SAC Ted Lambe

Having arrived in Aden as an Air Radar Mechanic on 3 January 1963, Ted was assigned to 208 Squadron to work on Hunters. However, due to the escalating troubles in Aden and the increasing numbers of transport aircraft passing through Muharraq with reinforcements, he was posted to the Muharraq Handling Flight a year later. No doubt someone thought his specialisation in Navigation and Bombing systems somehow matched the requirement.

My memories of Aden are stepping off the aeroplane into the heat . . . . . and it was the cool season, the smells and flies, and the speed of sunrise and sunset. Being on a Hunter unit, we regularly moved between Khormaksar, Sharjah and Muharraq and made the most of the cards wed been dealt. Like the time when a 43 Squadron Hunter was in the hangar for servicing and one of our riggers repainted the Fighting Cocks emblem to show it lying flat on its back and KOd with stars around its head. Their CO was not very happy!

On one detachment to Muharraq, we modified a large packing case to use as the Line Office to improve conditions over the tent that served as our crew room. While down at Sharjah, we requisitioned a 3-tonner for a trip inland where we encountered an old Portuguese fort, abandoned but truly Beau Geste, an isolated lookout post manned by a guard with an antique rifle which we had no doubt was still lethal, and a picturesque village by a small oasis between the ever-present dunes.

I was a member of a team planning to climb Kilimanjaro but had to withdraw because of a little local difficultyup-country. My long-time friend, Neil Richards, who was also based at Khormaksar took my place. And, as if to rub salt into my wound, he had the gall to duplicate the climb with his son a week after his 70th birthday in August 2010 - 47 years later!
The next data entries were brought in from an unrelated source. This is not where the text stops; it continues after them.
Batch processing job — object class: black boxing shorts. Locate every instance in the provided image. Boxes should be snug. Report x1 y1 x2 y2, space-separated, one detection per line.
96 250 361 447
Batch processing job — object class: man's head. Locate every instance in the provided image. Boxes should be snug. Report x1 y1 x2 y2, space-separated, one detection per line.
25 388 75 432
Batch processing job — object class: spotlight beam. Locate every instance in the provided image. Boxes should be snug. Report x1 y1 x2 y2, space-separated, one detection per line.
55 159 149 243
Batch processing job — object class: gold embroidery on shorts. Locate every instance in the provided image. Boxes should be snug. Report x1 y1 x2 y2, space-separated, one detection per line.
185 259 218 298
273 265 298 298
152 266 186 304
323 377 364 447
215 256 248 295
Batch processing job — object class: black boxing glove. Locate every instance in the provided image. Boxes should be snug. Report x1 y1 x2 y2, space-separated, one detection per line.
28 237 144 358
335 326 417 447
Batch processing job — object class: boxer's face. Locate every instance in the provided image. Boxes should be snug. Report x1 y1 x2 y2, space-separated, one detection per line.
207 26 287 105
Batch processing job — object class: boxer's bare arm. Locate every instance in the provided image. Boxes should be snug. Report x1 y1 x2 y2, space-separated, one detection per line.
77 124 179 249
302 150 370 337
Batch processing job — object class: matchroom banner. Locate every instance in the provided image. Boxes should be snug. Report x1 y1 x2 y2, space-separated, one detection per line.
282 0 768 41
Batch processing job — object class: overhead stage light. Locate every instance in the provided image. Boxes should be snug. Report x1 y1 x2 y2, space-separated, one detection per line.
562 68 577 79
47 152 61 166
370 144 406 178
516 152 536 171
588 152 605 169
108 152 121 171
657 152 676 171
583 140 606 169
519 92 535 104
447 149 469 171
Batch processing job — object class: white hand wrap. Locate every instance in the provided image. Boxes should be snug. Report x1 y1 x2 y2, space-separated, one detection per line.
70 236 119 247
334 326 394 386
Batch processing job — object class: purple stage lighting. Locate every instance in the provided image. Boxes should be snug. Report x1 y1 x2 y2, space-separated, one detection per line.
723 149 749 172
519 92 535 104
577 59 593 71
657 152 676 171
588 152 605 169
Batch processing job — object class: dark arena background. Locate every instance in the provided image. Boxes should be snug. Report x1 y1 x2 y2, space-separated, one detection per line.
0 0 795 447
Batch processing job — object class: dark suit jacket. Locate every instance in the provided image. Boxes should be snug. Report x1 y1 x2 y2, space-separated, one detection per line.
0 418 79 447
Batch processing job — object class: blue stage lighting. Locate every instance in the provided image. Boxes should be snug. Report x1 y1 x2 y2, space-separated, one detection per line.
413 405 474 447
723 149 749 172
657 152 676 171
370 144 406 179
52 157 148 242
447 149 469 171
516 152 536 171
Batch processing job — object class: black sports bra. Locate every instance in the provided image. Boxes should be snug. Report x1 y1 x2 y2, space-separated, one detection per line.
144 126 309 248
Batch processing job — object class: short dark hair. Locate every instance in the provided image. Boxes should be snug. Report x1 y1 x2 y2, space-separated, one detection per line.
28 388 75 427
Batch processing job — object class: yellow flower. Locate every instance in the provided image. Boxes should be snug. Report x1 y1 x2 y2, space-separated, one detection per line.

In December 1963, I was flown down to Embakasi, Nairobi, in a Shackleton as part of a detachment to support the celebrations marking both Kenya’s and Zanzibar’s Independence Days. Two flypasts were flown by the squadron during our stay, on the 10th in Zanzibar and 12th in Nairobi. We were ‘billeted’ in the Spread Eagle hotel on the road to Thika for the duration of the detachment and, while there, four of us clubbed together and hired a car which I drove to Naivasha to see the lake filled with flamingos and to watch an amateur car race. We then moved on to the Menangai Crater for the view of its enormous crater and sign-post on the Equator. We also stopped at the small chapel on the Kikuyu Escarpment, skirting the Rift Valley, built by Italian POWs engaged in building the original road. On the way out we were passed by a convoy of lorries packed with former Mau Mau fighters, still armed, as they were leaving the Aberdare forests and heading for Nairobi as free men at Uhuru (freedom day). Our natural anxiety passed when some of them waved!

On another trip, we all popped down to Dar es Salaam for the day as this was our base for the Zanzibar do. At the end of the festivities, the Mayor of Nairobi presented the squadron with a commemorative scroll.

At Muharraq as I was about to leave for the UK, and no longer actually on 208 Squadron, Flt. Lt. Trevor Copleston AFC gave me a squadron tie as a memento - which I have to this day.